Publicis Groupe SA (PUB), the world’s third-biggest advertising company, said first-quarter sales rose 1.3 percent and characterized 2013 as a difficult year as some European economies remained in crisis.
Shares fell 5.4 percent at 3:46 p.m. in Paris after the report unexpectedly came out during trading hours. Publicis spokeswoman Peggy Nahmany declined to comment on the early release of the statement.
First-quarter revenue, stripping out effects from currency fluctuations and acquisitions, was 1.56 billion euros ($2 billion), Paris-based Publicis said in a statement today. Publicis credited the low growth to an unfavorable comparison to the year-earlier period, when Publicis had sales growth of 4.1 percent, and steep declines in Europe.
The sales growth was below consensus estimates, Goldman Sachs and Cheuvreux said in notes to investors. Richard Jones, an analyst at Goldman in London, said it may result in “near- term weakness in the stock.”
Chief Executive Officer Maurice Levy said in the statement that “2013 is turning out to be a difficult and contrasted vintage, with on the one hand the United States consolidating their growth and on the other Europe suffering.”
Publicis, which owns the Leo Burnett and Saatchi & Saatchi ad agencies, said France and southern European continued to be “main risk areas” due to economies there. North America accounted for half its first-quarter revenue. Publicis said a pick-up in worldwide sales later this year will help the company exceed its 2012 performance.
Publicis forecast annual growth between 3.2 percent and 3.6 percent for 2013.
To counter a slowdown in advertising, companies such as Publicis and its London-based rival, WPP Plc (WPP), have been expanding by buying digital assets and groups in fast-growing markets.
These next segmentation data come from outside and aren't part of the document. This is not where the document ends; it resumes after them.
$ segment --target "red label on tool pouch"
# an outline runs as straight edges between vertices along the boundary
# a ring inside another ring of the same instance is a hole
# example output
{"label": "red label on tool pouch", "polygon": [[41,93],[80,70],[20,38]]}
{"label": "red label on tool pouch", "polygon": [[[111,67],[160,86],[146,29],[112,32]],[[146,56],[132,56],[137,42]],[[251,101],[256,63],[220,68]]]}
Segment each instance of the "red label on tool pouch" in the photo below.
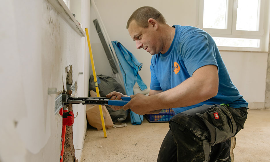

Revenue from digital activities now represents 37 percent of total sales.
Organic growth in Europe for the quarter fell 6.5 percent, while in North America it rose by 4.3 percent and by 5.5 percent in key emerging markets like Brazil, Russia, India and China.
Net new business wins in the first quarter totaled $2.1 billion, from brand such as Godiva, Pfizer, Coca Cola and Spotify.